Spot Bitcoin ETFs have recorded net outflows exceeding 40,000 BTC, worth roughly $3 billion (approx. Rs 838.8 billion), over several weeks, reducing one of the market's largest sources of spot buying.
At the same time, capital has continued flowing into US technology stocks as investors favour companies benefiting from the artificial intelligence boom.
$10B options expiry keeps Bitcoin traders on edge
Alongside macroeconomic concerns, the derivatives market faces another major test before the end of the week.
Nearly $10 billion (approx. Rs 2.8 trillion) in Bitcoin options on Deribit are scheduled to expire on June 26, representing about 37% of the exchange's total open interest.
Much of that positioning consists of bullish call options with strike prices well above current market levels.
As Bitcoin traded steadily lower throughout June, many of those contracts moved out of the money.
The resulting hedge adjustments by market makers have increased spot selling pressure as expiration approaches, while leveraged traders have reduced exposure ahead of settlement.
Earlier liquidation data also showed long positions being unwound rapidly after Bitcoin broke below key support, amplifying the selloff as forced liquidations consumed available liquidity on futures exchanges.
Bitcoin price could face another test before recovery
Technical indicators continue to point to a market that has not yet confirmed a sustained recovery.

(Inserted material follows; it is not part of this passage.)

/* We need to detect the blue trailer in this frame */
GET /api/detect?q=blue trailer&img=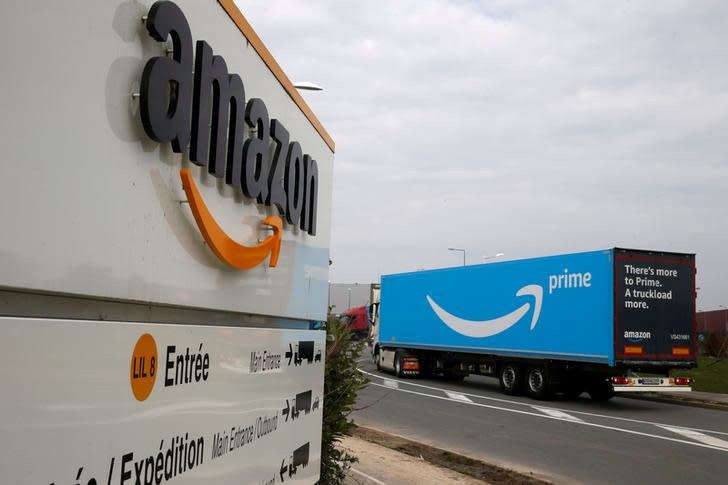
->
[373,248,697,400]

On the 1-day chart, Bitcoin remains below its 20-day, 50-day, 100-day and 200-day exponential moving averages, with the 20-day EMA sitting near $63,800 and acting as the first major resistance.
BTC/USD 1-day price chart. Source: TradingView.
The moving average alignment continues to favour sellers, while the daily Relative Strength Index has recovered slightly to around 31 after reaching oversold conditions but remains below the neutral 50 level.
The 4-hour chart is no different. Bitcoin is still trading below the middle Keltner Channel, currently positioned near $61,200, while the channel continues to slope downward.
BTC/USD 4-hour price chart. Source: TradingView.
The 4-hour RSI has rebounded to around 37 from oversold territory, but has yet to reclaim the 50 level that would indicate stronger buying momentum.
Meanwhile, CoinGlass' 24-hour liquidation heatmap also shows a significant concentration of leveraged positions sitting just above $60,000, particularly around the $60,200 to $60,400 range.
Bitcoin 24-hour liquidation heatmap. Source: TradingView.
Those levels could attract price if buyers manage to sustain the current rebound.
Above that, another sizeable liquidity cluster between roughly $61,500 and $62,200 could become the next target as short liquidations increase.
On the downside, the recent sweep below $58,500 cleared a large concentration of leveraged long positions.
The heatmap now shows comparatively thinner liquidity beneath $58,000, suggesting much of the immediate downside leverage has already been flushed.
Another move below the recent low could expose Bitcoin to a retest of the broader $58,000 support area if macroeconomic pressure or derivatives-driven selling intensifies.
For bullish momentum to strengthen, Bitcoin would need to reclaim the $60,000 level, close above the middle Keltner Channel on the 4-hour chart, and eventually recover the daily 20-day EMA while the daily RSI continues climbing toward the 40 to 50 range.
Until those signals appear, the technical outlook remains cautious.